Sur quoi Trevize et Pelorat se dévisagèrent avec surprise et ravissement.
Ils n’eurent pas le temps de poursuivre dans cette voie. D’autres arrivaient. Par douzaines. Ce devait être, estima Trevize, ceux qui n’étaient pas en mer ou dans les champs, et qui ne venaient pas de trop loin. Ils arrivaient à pied, pour la plupart, bien que deux véhicules terrestres fussent visibles – assez antiques et disgracieux.
A l’évidence, c’était une société à la technologie primitive ; néanmoins, ces gens contrôlaient le temps.
Il était bien connu que la technologie n’était pas obligatoirement homogène dans son développement ; ce manque d’évolution dans certaines voies n’excluait pas de considérables progrès dans d’autres – mais sans doute un tel exemple d’inégalité de développement demeurait-il inhabituel.
Parmi ceux qui étaient en train de contempler le vaisseau, la moitié au moins étaient des hommes et des femmes âgés ; il y avait également trois ou quatre enfants. Pour le reste, plus de femmes que d’hommes. Aucun des témoins toutefois ne trahissait la moindre crainte, la moindre hésitation.
A voix basse, Trevize dit à Joie : « Êtes-vous en train de les manipuler ? Ils semblent… sereins.
— Pas le moins du monde. Je n’interviens jamais sur des esprits sauf obligation. Non, c’est Fallom qui me préoccupe. »
Si peu nombreux que fussent les nouveaux venus pour quiconque avait l’expérience des curieux sur n’importe quelle planète ordinaire de la Galaxie, ils n’en constituaient pas moins une foule pour Fallom qui avait déjà dû s’habituer aux trois adultes à bord du Far Star. Fallom avait une respiration brève et haletante, les yeux mi-clos. Elle semblait presque en état de choc.

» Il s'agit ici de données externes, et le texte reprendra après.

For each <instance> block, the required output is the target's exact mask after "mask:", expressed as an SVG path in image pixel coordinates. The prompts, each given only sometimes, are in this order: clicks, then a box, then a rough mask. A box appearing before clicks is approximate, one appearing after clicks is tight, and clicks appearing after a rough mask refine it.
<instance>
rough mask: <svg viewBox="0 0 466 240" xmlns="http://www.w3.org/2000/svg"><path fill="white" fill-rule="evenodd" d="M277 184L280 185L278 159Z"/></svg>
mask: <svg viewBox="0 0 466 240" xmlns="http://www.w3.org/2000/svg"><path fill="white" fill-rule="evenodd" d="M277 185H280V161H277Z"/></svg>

Joie la caressait, d’un mouvement doux et régulier, avec des murmures apaisants. Trevize était certain qu’elle devait en douceur accompagner ce geste d’un réarrangement infiniment délicat de ses connexions nerveuses.

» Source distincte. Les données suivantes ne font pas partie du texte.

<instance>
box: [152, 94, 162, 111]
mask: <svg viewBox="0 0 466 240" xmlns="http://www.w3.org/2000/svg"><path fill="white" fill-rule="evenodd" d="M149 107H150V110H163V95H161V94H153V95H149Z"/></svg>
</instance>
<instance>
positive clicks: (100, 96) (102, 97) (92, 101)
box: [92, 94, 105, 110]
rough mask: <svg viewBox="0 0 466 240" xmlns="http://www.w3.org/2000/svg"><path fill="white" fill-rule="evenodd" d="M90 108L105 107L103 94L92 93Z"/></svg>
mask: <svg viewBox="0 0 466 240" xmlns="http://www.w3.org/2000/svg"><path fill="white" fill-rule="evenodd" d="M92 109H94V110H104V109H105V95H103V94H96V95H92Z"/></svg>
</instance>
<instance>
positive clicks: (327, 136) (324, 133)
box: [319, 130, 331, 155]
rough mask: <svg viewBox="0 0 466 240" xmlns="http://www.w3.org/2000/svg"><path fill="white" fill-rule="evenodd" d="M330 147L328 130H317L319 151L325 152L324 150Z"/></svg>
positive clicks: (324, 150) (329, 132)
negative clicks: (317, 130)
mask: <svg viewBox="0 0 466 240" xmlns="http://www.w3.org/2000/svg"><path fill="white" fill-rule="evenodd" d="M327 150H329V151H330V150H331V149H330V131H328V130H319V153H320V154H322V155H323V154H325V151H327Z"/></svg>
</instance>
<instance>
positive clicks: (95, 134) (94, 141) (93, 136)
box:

Fallom prit soudain une profonde inspiration, suffoquant presque, et tressaillit, en proie à un frisson peut-être involontaire. Elle releva la tête et considéra les présents d’un regard qui pouvait passer pour normal avant d’enfouir sa tête dans le creux entre le bras de Joie et son corps.
Celle-ci ne l’écarta pas, tandis que son bras, lui enserrant l’épaule, se raidissait périodiquement comme pour mieux lui rappeler sa présence protectrice.
Pelorat semblait passablement abasourdi et ses yeux allaient d’un Alphan à l’autre. Il remarqua : « Ils sont tellement différents entre eux. »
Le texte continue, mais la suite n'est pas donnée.